また、この岩石が、古琵琶湖の時代に礫となって流れていった先に地層としてたまった
ことによって、当時から現在までの琵琶湖水系の変化を理解する手助けとなっています。
【鉱物:トパーズ】
トパーズ(黄玉)は、滋賀県南部の田上山が産地とし
て、明治の頃から有名でした。現在では、あまりとれな
くなりましたが、過去には海外へ輸出されるほどの産出
量があったようです。そのため、トパーズは滋賀県内で
は、田上山以外にも、比良山や旧マキノ町付近の山でも
産出していますが、田上山のものが有名です。
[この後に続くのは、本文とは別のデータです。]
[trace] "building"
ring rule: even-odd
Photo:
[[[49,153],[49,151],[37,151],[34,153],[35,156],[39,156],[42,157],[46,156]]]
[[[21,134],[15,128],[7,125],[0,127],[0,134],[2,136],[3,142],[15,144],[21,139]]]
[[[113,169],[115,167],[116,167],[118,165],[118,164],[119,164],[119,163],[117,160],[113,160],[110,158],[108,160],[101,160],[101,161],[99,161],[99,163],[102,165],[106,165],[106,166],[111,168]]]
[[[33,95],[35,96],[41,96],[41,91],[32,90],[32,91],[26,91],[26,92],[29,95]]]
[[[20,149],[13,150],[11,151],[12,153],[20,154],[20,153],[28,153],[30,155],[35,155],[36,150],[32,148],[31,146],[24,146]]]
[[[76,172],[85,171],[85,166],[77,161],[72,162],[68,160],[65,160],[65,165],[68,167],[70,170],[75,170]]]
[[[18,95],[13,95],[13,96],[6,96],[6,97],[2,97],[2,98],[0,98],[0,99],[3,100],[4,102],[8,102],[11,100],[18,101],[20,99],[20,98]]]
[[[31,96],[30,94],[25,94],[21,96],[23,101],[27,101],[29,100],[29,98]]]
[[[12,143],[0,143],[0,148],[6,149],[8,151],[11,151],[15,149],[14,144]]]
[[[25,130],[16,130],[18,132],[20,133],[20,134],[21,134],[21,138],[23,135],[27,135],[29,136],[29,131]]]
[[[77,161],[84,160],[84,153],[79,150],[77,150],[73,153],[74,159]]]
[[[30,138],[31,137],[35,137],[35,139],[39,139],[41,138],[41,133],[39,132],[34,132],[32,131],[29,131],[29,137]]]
今回展示
する標本は、田上山で採取された、約 2.6kg もある赤い
トパーズ(6/12 まで展示)のほか、川の流れで角が取れ
て丸くなったものや、高島市のトパーズなども展示しま
す。
【化石:古琵琶湖層群の足跡化石】
古琵琶湖層群とは、昔の琵琶湖やその周辺でたまっ
た土砂が地層となったものの総称で、その地層から、
過去の琵琶湖環境を知ることができます。琵琶湖の生
い立ちが約 400 万年前から続いているということも、
古琵琶湖層群の研究からわかりました。そのため、過
去の琵琶湖周辺にいた生き物の情報は、古琵琶湖層群
から産出する化石から知ることができます。常設展示
では、ゾウやシカの足跡化石(複製)が展示されてい
ますが、今回の展示では、実際の地層の凹みを型どお
りにはがしてきたもので、より化石の生々しさが伝わ
るでしょう。ただし、凹みをはがしてきたので、足跡
のイメージとしてある凹みではなく、出っ張り(凸面)となっています。